Construction and Purification of Mutants
The ΔT196, ΔS197 and ΔG198 deletion mutants were constructed by the overlap extension method. The resulting PCR products were digested with Nde I and Bam HI and ligated into the pDMS1a vector. The plasmids were transformed into the alse:rpe:sgce::choramphenicol strain of E. coli for expression and purification of the mutant proteins.
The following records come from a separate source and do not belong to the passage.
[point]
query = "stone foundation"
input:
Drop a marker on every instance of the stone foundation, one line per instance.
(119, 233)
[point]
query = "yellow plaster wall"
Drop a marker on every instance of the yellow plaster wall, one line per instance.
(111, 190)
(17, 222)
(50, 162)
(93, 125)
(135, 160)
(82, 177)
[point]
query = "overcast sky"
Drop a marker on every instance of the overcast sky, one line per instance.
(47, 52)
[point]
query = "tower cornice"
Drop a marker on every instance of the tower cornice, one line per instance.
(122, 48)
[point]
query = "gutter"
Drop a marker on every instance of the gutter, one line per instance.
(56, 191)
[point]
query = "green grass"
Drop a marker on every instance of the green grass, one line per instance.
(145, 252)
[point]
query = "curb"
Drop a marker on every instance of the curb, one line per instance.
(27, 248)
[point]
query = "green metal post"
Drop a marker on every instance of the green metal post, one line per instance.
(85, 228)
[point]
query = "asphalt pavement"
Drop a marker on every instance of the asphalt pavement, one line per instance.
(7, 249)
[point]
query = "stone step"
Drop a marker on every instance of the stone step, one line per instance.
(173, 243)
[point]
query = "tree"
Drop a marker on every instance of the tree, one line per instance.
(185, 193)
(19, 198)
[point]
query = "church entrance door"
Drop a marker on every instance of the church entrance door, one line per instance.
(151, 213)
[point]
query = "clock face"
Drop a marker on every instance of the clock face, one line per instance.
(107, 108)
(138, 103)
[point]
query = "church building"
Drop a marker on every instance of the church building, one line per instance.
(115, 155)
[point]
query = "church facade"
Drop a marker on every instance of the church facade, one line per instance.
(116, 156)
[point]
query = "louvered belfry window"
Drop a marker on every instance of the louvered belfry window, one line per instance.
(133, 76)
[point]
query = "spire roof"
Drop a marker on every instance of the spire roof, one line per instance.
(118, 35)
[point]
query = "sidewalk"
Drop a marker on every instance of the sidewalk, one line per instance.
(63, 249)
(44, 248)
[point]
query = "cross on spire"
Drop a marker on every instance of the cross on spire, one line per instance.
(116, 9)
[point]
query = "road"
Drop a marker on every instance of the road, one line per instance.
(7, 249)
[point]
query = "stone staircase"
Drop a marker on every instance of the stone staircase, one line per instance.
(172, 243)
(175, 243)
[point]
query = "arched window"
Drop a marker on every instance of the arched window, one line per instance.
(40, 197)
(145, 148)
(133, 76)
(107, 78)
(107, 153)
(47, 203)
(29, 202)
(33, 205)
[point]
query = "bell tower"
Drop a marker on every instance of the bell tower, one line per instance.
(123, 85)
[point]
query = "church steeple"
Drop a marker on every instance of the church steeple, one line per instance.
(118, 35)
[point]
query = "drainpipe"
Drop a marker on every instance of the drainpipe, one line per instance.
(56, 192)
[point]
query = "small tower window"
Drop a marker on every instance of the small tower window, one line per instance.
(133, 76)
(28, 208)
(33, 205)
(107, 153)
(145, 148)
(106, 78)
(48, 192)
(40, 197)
Preparation of Wild-type and Mutants of ALSE Reconstituted with Divalent Metal Ions
Wild type and mutants of ALSE without His10-tags were expressed in the strain lacking RPE, ALSE, and SGCE and grown at 20 °C for 30 hours in LB with a metal ion supplement (0.5 mM CoCl2, 1 mM ZnCl2, or 1 mM MnCl2), 100 µg/mL ampicillin, and 35 µg/mL chloramphenicol. The cells were collected by centrifugation, resuspended in binding buffer (5% glycerol, 80 µM divalent metal ion, and 20 mM Tris-HCl, pH 7.9), and lysed by sonication. After centrifugation, the lysate was applied to a DEAE-Sepharose FF column. The column was washed with 2.5 column volumes of binding buffer, and the protein was eluted with a linear gradient (from 0 to 50%) of 1 M NaCl in binding buffer. Fractions containing ALSE or its mutants were pooled, and an equal volume of a solution containing 2 M ammonium sulfate, 5% glycerol, 80 µM of the desired divalent metal ion salt, and 20 mM Tris-HCl, pH 7.9. Pooled fractions were then applied to a Phenyl-Sepharose column equilibrated with 1 M ammonium sulfate, 5% glycerol, 80 µM of the desired divalent metal ion salt, and 20 mM Tris-HCl, pH 7.9, was added. The column was washed with the 1 M ammonium sulfate-containing buffer, and the protein was eluted with a linear gradient (from 100 to 0%) of the 1 M ammonium sulfate-containing buffer. Fractions containing ALSE or mutants were pooled and dialyzed against a solution containing 5% glycerol, 80 µM of the desired divalent metal ion salt, and 20 mM Tris-HCl, pH 7.9. The dialyzed protein was then purified further with a Source 15Q column, eluted with a linear gradient (from 0 to 50%) of 1 M NaCl in 5% glycerol, 80 µM of the desired divalent metal ion salt, and 20 mM Tris-HCl, pH 7.9. Fractions containing pure protein (>95%) were pooled, concentrated, and dialyzed against 150 mM NaCl, 5% glycerol. 80 µM of the desired divalent metal ion salt, and 20 mM Tris-HCl, pH 7.5, concentrated to 20 – 63 mg/mL by ultrafiltration, and stored at −80 °C.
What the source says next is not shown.